By Bill Rohdin
In addition to instrumentalists and vocalists Local 802’s members are also copyists, arrangers, orchestral librarians, proofreaders, editors, teachers and vocal coaches. Local 802 regularly demonstrates solidarity with fellow unions (particularly other entertainment unions) and is deeply involved in lobbying for union rights and the preservation of “live” music.
2011 marked the 90th anniversary of Local 802. In December we marked the occasion with a fabulous gala concert honoring long-time 802 member and social activist Pete Seeger. An all-star cast of performers, encompassing many musical genres—folk, R&B, classical, rock, pop, country, and jazz. Those who attended know what a remarkable event it was.
But to understand where Local 802 came from we need to go back about six decades before its birth in 1921.
In 1860 an organization called the Musical Mutual Protective Union (MMPU) was formed in New York City. It was the first musicians’ organization in New York that functioned as more than just a social club. It had grown out of one such social club made up of NYC musicians of German decent called the Aschenbroedel Verein. The MMPU began to seek better wages and working conditions for its members and today is generally recognized as the first true musicians’ labor union in the United States.
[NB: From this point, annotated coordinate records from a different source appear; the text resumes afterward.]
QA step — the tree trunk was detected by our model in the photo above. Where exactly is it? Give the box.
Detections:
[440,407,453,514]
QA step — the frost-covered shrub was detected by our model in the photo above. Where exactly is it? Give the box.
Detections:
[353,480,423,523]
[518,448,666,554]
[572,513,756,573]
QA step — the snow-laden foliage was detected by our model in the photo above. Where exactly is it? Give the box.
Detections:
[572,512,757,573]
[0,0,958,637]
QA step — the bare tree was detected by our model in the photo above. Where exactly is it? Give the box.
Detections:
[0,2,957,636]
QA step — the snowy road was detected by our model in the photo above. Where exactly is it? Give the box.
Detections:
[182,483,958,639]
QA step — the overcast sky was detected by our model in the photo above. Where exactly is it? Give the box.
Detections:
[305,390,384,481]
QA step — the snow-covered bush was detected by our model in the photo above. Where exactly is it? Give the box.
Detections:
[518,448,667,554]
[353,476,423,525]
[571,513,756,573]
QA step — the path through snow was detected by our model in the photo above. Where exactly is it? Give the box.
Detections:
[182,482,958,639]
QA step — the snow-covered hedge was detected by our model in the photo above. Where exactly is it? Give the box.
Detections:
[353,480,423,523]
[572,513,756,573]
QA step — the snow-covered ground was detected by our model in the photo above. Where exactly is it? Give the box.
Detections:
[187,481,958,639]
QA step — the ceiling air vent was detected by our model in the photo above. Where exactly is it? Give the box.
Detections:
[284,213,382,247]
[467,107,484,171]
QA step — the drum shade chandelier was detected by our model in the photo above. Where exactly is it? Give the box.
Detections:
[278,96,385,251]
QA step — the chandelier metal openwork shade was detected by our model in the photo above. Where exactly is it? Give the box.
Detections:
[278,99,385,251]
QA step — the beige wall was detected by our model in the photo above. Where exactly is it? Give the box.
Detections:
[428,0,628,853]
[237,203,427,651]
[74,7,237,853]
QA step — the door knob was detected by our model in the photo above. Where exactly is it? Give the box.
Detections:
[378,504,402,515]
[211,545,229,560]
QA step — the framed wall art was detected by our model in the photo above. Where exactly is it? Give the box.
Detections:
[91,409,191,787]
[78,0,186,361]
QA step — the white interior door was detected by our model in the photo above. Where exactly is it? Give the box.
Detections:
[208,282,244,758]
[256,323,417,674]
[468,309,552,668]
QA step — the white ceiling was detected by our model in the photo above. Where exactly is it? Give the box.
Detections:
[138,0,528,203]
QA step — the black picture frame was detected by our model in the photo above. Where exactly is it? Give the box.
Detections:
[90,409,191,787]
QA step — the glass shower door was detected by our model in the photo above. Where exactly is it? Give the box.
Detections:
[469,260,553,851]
In 1871 the musicians union in Philadelphia took the initiative to form a national musicians union, calling together various musicians organizations from around the country, in order to deal with matters of common interest, especially the competition from traveling musicians and road shows. The result was the formation on the National Musical Association (NMA). Although the NMA held several national conventions, its activities were limited and it never numbered more than 17 locals. It lasted about a decade.